Cuando a las doce de la noche subí al dormitorio, el cansancio me encegueció y
caí literalmente sobre la cama, semi-vestida sin atinar a bajar las cortinas
del ventanal. La última mirada fue hacia
el jardín y creo que me dormí al poco rato.
Después
de unas horas, (cálculo que realicé
teniendo en cuenta la oscuridad reinante), desperté con un raro sentimiento de inquietud que avanzaba junto a extraños ruidos. Sin
levantarme de la cama agucé el oído, era en realidad un murmullo en el
silencio. Como mi esposo dormía y nadie más estaba en la casa, pensé que sería
un animal que entró a buscar comida o la presencia nunca deseada de un intruso.
Las puertas
todas, estaban cerradas con llave y pasador, no me atreví a moverme o encender
la luz. la idea era prepararme para la defensa en la oscuridad.
El ruido
avanzaba lento pero sin pausas, se acercaba y ya lo sentía acechante como para
no asustarme. La cama vibró un poco, quizá por algún movimiento instintivo o un
giro de mi esposo en medio de su sueño. Algo se deslizaba sobre las cobijas
Y la sola
idea de una víbora me aterrorizó. Pero las pocas serpientes que vi en mi jardín
en tantos años no eran más largas de medio metro y ninguna peligrosa. Pero…

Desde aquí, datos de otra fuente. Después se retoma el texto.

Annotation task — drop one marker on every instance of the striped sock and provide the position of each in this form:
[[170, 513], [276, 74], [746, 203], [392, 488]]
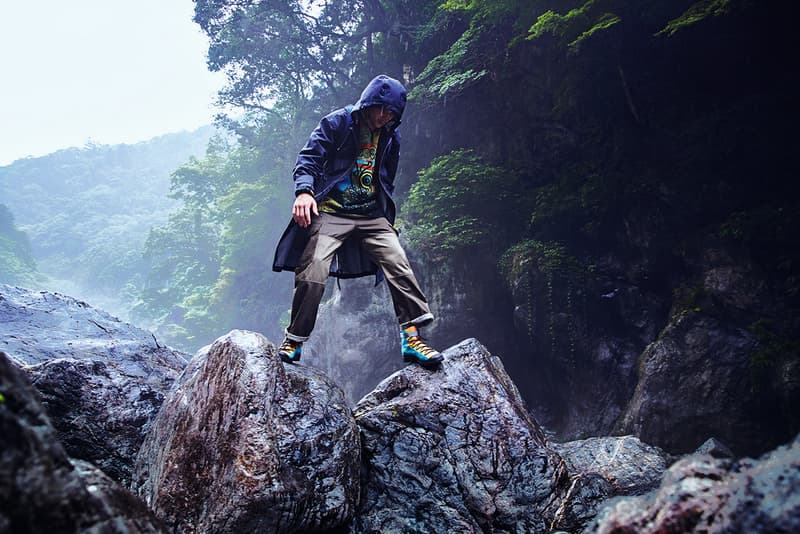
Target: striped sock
[[411, 331]]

Palpé sin querer, algo parecido a una cuerda, ya en colapso di un golpe, pero
eso, lo que fuere avanzaba y en un rapto de lucidez me percaté que era
flexible, era una rama tierna de hoja grande, algo rugosa, era sí ,como la
planta rastrera de zapallo.¿Cómo llegó hasta allí?.
Di un rito
agudo, traté de saltar de la cama y esa liana se endurecía y me ataba
enroscándose en mis piernas y subiendo a mi cuerpo. Mi marido no escuchaba,
seguramente en medio de un sueño profundo y el terror me ataba también hasta
lograr que enmudeciera.
Ante un
movimiento brusco de los brazos de mi marido, a rama se retrajo y pude encender
la luz y despertarlo.
Luego, al
correr a la escalera no pudimos comprobar la presencia de nada, persona o
planta, animal o siquiera rastro o huellas.
Bajé a
primera hora de la mañana cuando el sol recién comenzaba a iluminar, corrí
hasta el jardín y allí, en el ángulo del rincón, estaban las flores de zapallo,
como a la espera.
Al mediodía
me desquité al cocinarlas con su relleno desbordante y el fondo de la salsa al
vino y con pimienta y especias. Agregué los papines norteños con su cáscara y
al colocar la tapa en la olla, escuché un leve gemido. Un escalofrío rápido
levantó mi brazo, observé dentro de la cacerola y el aroma llegó hasta mí. Todo
marchaba bien.
El único problema fue que no me atreví a
probar el plato.
Cuando ese
día a los postres conté mi sueño, o mi pesadilla quizá, aún el miedo me invadía
era sentir como una amenaza latente. Nadie quiso creerme, escuchaban el relato
y era para ellos un cuento más de los que suelo contar.
No pasó
mucho tiempo y la planta renació, había invadido medio jardín, las demás
plantas corrían riesgo de ser enlazadas o devoradas y por seguridad arrancamos de la tierra hasta la última rama.
Lo
preocupante fue cuando a los quince días apareció una ramita con varias hojas que se fue alargando y corrió por el césped con
gran conocimiento del lugar hasta llegar a la pata de la mesa de madera que se hallaba bajo el alero. Sobre la pared,
la planta se encaramaba hasta llegar a la ventana del dormitorio. Desde mi
silla, hipnotizada miré al otro extremo y vi entonces, una flor anaranjada, muy
grande, que se abría y cerraba, como una gran boca. abanicando la tarde.